Developer Tools

P2T boosts SWE agents by 10.8 points using privileged patch supervision

New method uses the developer's own reference patch as a secret weapon for training…

Deep Dive

Supervised fine-tuning of open software-engineering (SWE) agents traditionally relies on long teacher trajectories, but students inherit both successful outcomes and intermediate flaws like ungrounded leaps or redundant loops. In a new arXiv paper, researchers from Microsoft and multiple universities introduce Patches-to-Trajectories (P2T), a training pipeline that puts the developer's own reference patch (p*) to work as privileged supervision. Instead of only binary pass/fail signals, P2T first reverse-engineers p* into a latent process graph (G*) of contextual facts and solution milestones, then scores each step of blinded teacher trajectories against that graph under a leakage-blocking groundedness check. The system retains only the shortest effective segments, optimizing both per-step effectiveness and total trajectory length.
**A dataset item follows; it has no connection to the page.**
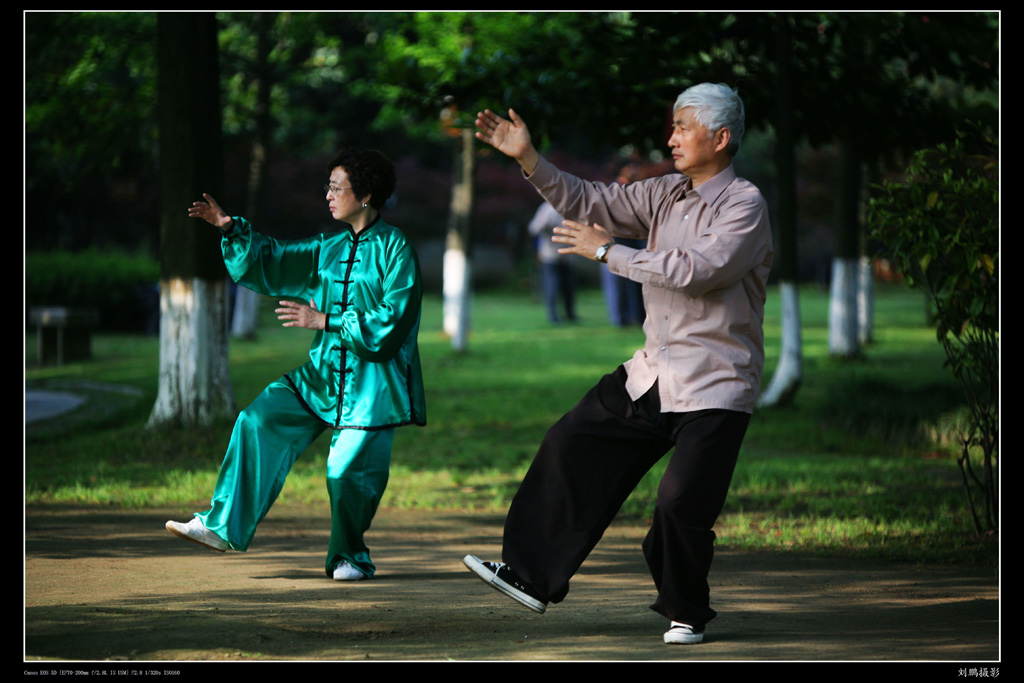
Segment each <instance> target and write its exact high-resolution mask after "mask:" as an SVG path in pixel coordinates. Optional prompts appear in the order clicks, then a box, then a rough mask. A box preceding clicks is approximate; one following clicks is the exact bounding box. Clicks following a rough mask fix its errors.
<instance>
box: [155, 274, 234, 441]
mask: <svg viewBox="0 0 1024 683" xmlns="http://www.w3.org/2000/svg"><path fill="white" fill-rule="evenodd" d="M226 295H227V287H226V285H225V283H224V282H223V281H217V282H209V281H205V280H201V279H193V280H190V281H187V280H181V279H175V280H170V281H166V280H165V281H162V282H161V287H160V388H159V389H158V393H157V401H156V403H155V404H154V407H153V413H152V414H151V415H150V421H148V423H147V425H146V426H150V427H152V426H156V425H161V424H171V423H173V424H185V425H189V424H200V425H202V424H210V423H211V422H212V421H214V420H215V419H217V418H220V417H231V416H233V415H234V397H233V394H232V392H231V380H230V376H229V374H228V372H227V308H226V302H227V297H226Z"/></svg>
Results are striking: using just 1,800 curated SWE-Gym instances, P2T outperforms outcome-filtered SFT and its tool-error-masking variant across two benchmarks. On SWE-bench Verified, it lifts Pass@1 by up to 10.8 percentage points while cutting per-instance inference cost by roughly 15%. The team also demonstrates consistent gains on SWE-bench Lite and isolates via size-matched ablations that the quality of the curated trajectories—not data scale—drives the improvement. For practitioners building code-fixing agents, P2T offers a practical way to extract far more signal from each training example by exploiting information that is typically discarded.

Key Points
  • P2T uses the developer's reference patch as privileged information to build a latent process graph (G*) for scoring trajectory steps.
  • The method raises Pass@1 on SWE-bench Verified by up to 10.8 points and reduces per-instance inference cost by ~15%.
  • Only 1,800 curated instances are needed; gains are attributed to trajectory quality, not data volume.

Why It Matters

This teaches AI coding agents from fewer, higher-quality examples—cutting costs and improving real-world bug-fixing accuracy.